Journalists & Government in lockstep
The CBC union knew the public was being fed highly biased news every single day; it didn’t warn us
During her recent testimony to the National Citizen’s Inquiry, Marianne Klowak told us other CBC journalists knew our national broadcaster had forsaken everything it was supposed to stand for: accuracy, fairness, balance, impartiality, and integrity. We know they knew because they raised these concerns with their union. Here’s a quote from her testimony:
“I decided I had to start reaching out to other journalists, because I felt like I was just losing my mind…Through internal email at CBC I sent out notes saying, ‘This is what I’m seeing. What are you seeing?’ And I didn’t hear back from anybody. So I thought, you know, I’m gonna call the CBC union.
“I called the CBC union and they said, ‘Oh yeah, we’re getting all kinds of calls about people concerned about our biased reporting.’
“And I said, ‘Well, where are they? Put me in touch with them.’
And she said, ‘Oh no, they’re not – it’s staying with the union…they’re not prepared to do what you’re doing. They’re not prepared to go all up the ladder and call, you know, power to account.’”
Matters did, indeed, stop with the union. A union that appears to have had no moral compass of its own. Numerous CBC employees raised profound concerns. A fundamental concerns. They said the public broadcaster was behaving exactly opposite to how it’s supposed to behave. These concerns were raised at a time in which the well-being of millions of Canadians hung in the balance. At a time in which parents were being pressured to vaccinate their children with a vaccine for which no long term safety data existed.
And nothing of consequence happened. Do you recall any press conference? Any public statement from the CBC union? Warning the public we were being fed highly biased news on a daily basis?
So little happened that Brodie Fenlon, the CBC’s editor-in-chief, was apparently unperturbed. As I mentioned yesterday, Marianne had a meeting with him before she left. During that meeting she said one-sided, propaganda-like reporting was the reason she was prematurely exiting a 34-year career she loved. She couldn’t be part of an organization where this had become the norm.
What was Mr Fenlon’s response? He didn’t think things were that bad.
There’s a straight line from the problems Marianne describes and the subsequent demonization of the Freedom Convoy protest. These were the same journalists. This was the same mindset. Government rules, restrictions, lockdowns, persecutions, arrests. Vaccine mandates for work, school, team sports, and dance class. The padlocking of churches and restaurants. All of that was A-OK, as far as journalists were concerned.

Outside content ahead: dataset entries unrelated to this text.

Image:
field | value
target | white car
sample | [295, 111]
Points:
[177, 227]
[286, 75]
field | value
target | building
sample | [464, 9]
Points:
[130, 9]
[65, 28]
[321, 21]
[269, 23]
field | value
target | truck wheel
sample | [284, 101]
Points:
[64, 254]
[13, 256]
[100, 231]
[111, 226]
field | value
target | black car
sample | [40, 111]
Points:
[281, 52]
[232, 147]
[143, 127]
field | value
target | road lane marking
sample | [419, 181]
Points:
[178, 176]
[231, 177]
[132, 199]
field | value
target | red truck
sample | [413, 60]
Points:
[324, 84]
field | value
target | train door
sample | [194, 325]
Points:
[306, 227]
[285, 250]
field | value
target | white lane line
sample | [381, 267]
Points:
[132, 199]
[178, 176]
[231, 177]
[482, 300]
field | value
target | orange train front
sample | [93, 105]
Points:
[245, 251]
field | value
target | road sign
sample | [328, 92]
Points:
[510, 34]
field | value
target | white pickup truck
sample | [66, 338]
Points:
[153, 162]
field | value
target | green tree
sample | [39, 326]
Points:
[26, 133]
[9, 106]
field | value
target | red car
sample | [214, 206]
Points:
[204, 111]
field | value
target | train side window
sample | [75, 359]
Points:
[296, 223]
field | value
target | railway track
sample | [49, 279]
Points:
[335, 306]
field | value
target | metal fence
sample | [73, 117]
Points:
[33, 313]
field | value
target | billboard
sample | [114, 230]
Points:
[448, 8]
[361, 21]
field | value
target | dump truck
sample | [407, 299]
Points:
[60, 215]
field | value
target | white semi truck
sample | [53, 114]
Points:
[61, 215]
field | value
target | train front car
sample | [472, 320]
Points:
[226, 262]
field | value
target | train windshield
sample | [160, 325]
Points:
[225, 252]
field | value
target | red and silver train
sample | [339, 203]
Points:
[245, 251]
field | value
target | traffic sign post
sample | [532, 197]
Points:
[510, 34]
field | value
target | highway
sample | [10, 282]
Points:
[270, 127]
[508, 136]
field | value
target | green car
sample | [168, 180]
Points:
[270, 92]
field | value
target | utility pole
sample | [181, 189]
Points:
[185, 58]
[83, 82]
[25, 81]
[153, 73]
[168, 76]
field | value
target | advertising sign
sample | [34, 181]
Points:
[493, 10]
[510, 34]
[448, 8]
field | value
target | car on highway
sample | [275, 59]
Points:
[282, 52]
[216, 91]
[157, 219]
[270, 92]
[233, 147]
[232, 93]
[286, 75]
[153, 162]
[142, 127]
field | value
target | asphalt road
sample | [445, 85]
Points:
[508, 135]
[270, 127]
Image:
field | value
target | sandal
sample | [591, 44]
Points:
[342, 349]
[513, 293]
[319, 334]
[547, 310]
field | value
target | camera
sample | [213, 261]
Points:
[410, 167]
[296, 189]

Government critics, on the other hand, were illegitimate. They were to be ignored. Or crucified.
Practically instantaneously, freedom stopped being a long-standing universal human right, something to which everyone is entitled, something worth fighting and dying for. If the truckers were demanding freedom it must now be dangerous, malleable, far-right, violent, anti-social, and foolish. Which is precisely what the CBC told us the day before the Emergencies Act was declared.
Marianne’s testimony also makes it clear these problems weren’t confined to the CBC. In her words:
“I contacted a senior reporter from a competing network and I said to her, ‘”‘What are you seeing?’ She says, ‘Oh, I’m seeing the same thing.’”
“Then I managed to contact a reporter who worked for the New York Times, who told me what was happening to me was exactly what was happening to him. His stories were being shut down, he was being blocked. As he saw it, we had two options. One of them was quit and be a whistleblower. Or just stay, and fight it out, and keep trying to push those stories through.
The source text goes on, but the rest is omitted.